Five-year credit default swap spreads on Australian telecom company Telstra Corp. tightened last week, partly on the back of a positive change in sentiment among equity analysts, said traders in Sydney. Five-year credit default swaps on Telstra traded twice Monday at 67 basis points and 68bps, compared with Jan. 19, when it traded at 73bps, traders said. Telstra's capital expenditure seems to have bottomed out recently, according to analysts' reports, helping its stock rally to AUD7.12 (USD3.93) last week from a low of around AUD6 in August, one trader noted.
Robert Hook, an equity analyst at National Australia Bank in Melbourne, said Telstra's share price was fairly healthy last month. Sentiment has improved partly because the amount it is due to pay in its strategic alliance with Pacific Century CyberWorks was revised and effectively reduced in December, he said. Telecom company stock values have recently improved globally though, he added. Telstra's next earnings report is in early March.
Five-year credit default swaps on Telstra were trading at around 40-50 basis points in September and October, shortly after its stock plunged to around AUD6 per share, a trader said.
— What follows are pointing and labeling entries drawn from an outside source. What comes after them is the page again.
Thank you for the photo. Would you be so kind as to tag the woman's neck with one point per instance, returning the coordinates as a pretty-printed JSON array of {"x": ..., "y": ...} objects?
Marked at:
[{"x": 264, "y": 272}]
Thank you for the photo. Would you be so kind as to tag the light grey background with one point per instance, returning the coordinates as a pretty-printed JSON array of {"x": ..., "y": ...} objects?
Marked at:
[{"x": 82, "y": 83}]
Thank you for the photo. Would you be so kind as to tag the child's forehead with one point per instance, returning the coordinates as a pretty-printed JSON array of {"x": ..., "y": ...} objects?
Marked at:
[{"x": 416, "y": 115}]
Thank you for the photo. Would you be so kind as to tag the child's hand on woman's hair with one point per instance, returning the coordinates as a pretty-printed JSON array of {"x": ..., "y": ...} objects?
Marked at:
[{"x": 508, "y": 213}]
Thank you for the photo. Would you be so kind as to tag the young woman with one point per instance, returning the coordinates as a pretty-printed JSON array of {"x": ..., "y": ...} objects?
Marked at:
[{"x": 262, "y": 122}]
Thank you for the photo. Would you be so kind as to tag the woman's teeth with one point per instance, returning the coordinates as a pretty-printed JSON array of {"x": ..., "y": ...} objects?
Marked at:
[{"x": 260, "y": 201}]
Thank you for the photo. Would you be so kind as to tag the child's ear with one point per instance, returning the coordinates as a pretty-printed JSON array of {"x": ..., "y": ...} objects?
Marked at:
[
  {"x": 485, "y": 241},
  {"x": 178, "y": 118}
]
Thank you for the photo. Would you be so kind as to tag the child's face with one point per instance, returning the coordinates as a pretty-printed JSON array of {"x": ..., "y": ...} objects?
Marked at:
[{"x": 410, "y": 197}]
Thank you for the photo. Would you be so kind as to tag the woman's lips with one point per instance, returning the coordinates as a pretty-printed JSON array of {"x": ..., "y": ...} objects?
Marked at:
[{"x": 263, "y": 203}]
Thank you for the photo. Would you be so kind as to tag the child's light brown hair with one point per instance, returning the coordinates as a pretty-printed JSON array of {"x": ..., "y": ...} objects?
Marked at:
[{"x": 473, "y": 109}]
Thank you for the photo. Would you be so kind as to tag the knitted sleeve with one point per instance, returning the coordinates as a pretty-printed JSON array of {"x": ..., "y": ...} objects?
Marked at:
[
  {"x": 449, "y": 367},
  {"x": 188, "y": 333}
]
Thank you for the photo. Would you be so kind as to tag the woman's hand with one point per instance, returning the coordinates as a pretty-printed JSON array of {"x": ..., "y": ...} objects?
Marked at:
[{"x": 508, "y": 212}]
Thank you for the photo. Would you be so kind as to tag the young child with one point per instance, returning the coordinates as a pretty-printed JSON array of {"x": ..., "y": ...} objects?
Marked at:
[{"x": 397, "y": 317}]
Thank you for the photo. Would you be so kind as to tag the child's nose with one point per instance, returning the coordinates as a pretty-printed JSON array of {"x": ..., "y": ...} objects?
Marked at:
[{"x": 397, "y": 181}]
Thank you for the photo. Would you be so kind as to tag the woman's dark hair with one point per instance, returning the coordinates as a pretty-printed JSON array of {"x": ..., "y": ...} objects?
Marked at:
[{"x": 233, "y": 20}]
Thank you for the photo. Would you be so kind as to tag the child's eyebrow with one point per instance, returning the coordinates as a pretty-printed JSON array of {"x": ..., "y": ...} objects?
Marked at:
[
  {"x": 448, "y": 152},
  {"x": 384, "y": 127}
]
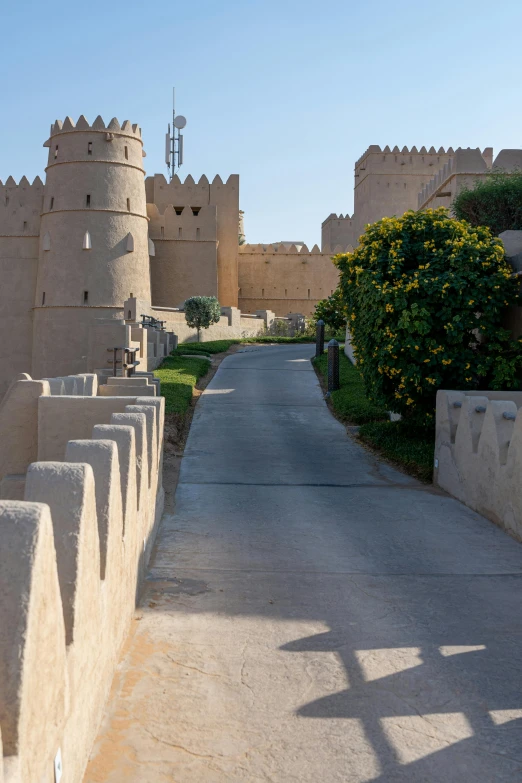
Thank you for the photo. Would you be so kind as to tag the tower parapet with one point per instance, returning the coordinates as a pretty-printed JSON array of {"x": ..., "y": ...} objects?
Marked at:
[{"x": 20, "y": 207}]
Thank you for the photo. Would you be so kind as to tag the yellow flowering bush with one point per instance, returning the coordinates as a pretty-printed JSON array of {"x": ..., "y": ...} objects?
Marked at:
[{"x": 425, "y": 294}]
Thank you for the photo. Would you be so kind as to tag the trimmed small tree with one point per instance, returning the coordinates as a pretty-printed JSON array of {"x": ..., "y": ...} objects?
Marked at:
[
  {"x": 426, "y": 295},
  {"x": 495, "y": 201},
  {"x": 201, "y": 312}
]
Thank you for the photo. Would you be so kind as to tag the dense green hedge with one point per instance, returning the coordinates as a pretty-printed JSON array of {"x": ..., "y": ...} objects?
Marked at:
[
  {"x": 495, "y": 201},
  {"x": 426, "y": 294},
  {"x": 350, "y": 402}
]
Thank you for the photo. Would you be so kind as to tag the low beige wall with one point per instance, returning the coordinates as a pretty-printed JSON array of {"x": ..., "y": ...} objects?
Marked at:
[
  {"x": 478, "y": 453},
  {"x": 72, "y": 554},
  {"x": 231, "y": 326}
]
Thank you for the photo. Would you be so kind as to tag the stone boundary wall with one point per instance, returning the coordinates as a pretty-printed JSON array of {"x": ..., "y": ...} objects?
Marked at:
[
  {"x": 478, "y": 453},
  {"x": 73, "y": 551},
  {"x": 232, "y": 324}
]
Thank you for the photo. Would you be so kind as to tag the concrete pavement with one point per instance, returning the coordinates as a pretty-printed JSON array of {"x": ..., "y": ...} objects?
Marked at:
[{"x": 311, "y": 614}]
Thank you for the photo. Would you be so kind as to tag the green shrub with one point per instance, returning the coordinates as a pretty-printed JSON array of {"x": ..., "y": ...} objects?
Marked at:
[
  {"x": 495, "y": 201},
  {"x": 396, "y": 441},
  {"x": 201, "y": 312},
  {"x": 426, "y": 294},
  {"x": 350, "y": 403},
  {"x": 211, "y": 347},
  {"x": 332, "y": 311}
]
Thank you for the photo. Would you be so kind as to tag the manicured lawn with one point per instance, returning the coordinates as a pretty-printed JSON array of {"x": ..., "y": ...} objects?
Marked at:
[
  {"x": 350, "y": 403},
  {"x": 178, "y": 378},
  {"x": 412, "y": 450}
]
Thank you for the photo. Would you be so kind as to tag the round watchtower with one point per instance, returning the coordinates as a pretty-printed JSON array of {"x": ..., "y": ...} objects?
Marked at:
[{"x": 94, "y": 249}]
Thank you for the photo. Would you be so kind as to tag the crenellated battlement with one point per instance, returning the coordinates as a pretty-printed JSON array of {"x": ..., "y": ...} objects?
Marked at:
[
  {"x": 199, "y": 223},
  {"x": 68, "y": 126},
  {"x": 470, "y": 163},
  {"x": 20, "y": 207},
  {"x": 302, "y": 250},
  {"x": 333, "y": 216},
  {"x": 375, "y": 148}
]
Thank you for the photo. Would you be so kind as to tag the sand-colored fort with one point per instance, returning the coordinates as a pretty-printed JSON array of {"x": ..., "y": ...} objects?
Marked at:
[{"x": 82, "y": 258}]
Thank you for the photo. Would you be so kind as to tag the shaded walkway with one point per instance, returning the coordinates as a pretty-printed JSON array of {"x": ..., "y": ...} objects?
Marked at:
[{"x": 312, "y": 614}]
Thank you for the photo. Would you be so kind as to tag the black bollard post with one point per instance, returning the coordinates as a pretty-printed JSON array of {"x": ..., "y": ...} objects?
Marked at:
[
  {"x": 319, "y": 338},
  {"x": 333, "y": 366}
]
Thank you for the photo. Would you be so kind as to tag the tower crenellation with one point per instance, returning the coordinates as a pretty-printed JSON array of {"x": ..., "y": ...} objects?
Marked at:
[{"x": 20, "y": 207}]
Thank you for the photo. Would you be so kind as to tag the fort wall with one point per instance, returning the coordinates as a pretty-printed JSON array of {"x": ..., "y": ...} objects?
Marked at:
[
  {"x": 338, "y": 230},
  {"x": 387, "y": 181},
  {"x": 73, "y": 551},
  {"x": 186, "y": 250},
  {"x": 222, "y": 195},
  {"x": 20, "y": 208},
  {"x": 464, "y": 170},
  {"x": 274, "y": 278}
]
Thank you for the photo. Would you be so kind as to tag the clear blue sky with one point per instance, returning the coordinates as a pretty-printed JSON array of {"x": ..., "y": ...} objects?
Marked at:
[{"x": 288, "y": 94}]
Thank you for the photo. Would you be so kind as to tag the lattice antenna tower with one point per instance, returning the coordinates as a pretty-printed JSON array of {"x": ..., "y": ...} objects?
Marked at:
[{"x": 174, "y": 140}]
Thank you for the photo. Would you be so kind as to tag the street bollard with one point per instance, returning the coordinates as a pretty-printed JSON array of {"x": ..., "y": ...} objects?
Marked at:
[
  {"x": 319, "y": 338},
  {"x": 333, "y": 366}
]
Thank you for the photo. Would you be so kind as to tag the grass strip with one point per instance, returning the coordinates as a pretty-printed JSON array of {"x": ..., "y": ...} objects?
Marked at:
[
  {"x": 413, "y": 451},
  {"x": 350, "y": 402},
  {"x": 178, "y": 378}
]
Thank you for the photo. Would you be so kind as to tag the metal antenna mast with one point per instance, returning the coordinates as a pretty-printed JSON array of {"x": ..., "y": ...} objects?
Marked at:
[{"x": 174, "y": 140}]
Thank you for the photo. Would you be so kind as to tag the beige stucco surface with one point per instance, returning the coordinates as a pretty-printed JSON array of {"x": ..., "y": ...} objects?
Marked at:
[
  {"x": 73, "y": 553},
  {"x": 284, "y": 281}
]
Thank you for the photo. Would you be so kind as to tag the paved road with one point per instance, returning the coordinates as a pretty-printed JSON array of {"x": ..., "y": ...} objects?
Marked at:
[{"x": 313, "y": 615}]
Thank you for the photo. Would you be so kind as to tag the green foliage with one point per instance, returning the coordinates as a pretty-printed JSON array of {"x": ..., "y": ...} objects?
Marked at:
[
  {"x": 202, "y": 311},
  {"x": 270, "y": 339},
  {"x": 426, "y": 294},
  {"x": 178, "y": 378},
  {"x": 495, "y": 201},
  {"x": 398, "y": 443},
  {"x": 350, "y": 402},
  {"x": 211, "y": 347},
  {"x": 332, "y": 311}
]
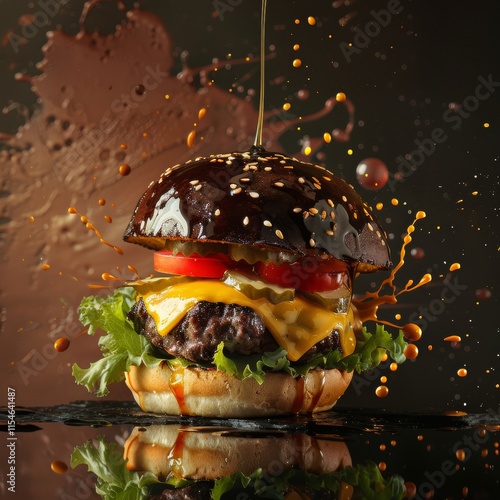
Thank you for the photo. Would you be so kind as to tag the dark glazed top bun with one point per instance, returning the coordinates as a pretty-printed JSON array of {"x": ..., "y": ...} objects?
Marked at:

Pricing on the credit then increased steadily and came close to touching 75bps by year-end, he added.
More offers for protection than bids have appeared in recent weeks, as investors are becoming more comfortable with the credit, traders said.
Pierre Katerdjian, global credit swap trader at Deutsche Bank in Sydney, argued though that while a credit's share price is often a factor in the pricing of protection on it, a general improvement this year in sentiment toward telecom companies globally had driven the drop in protection prices on Telstra.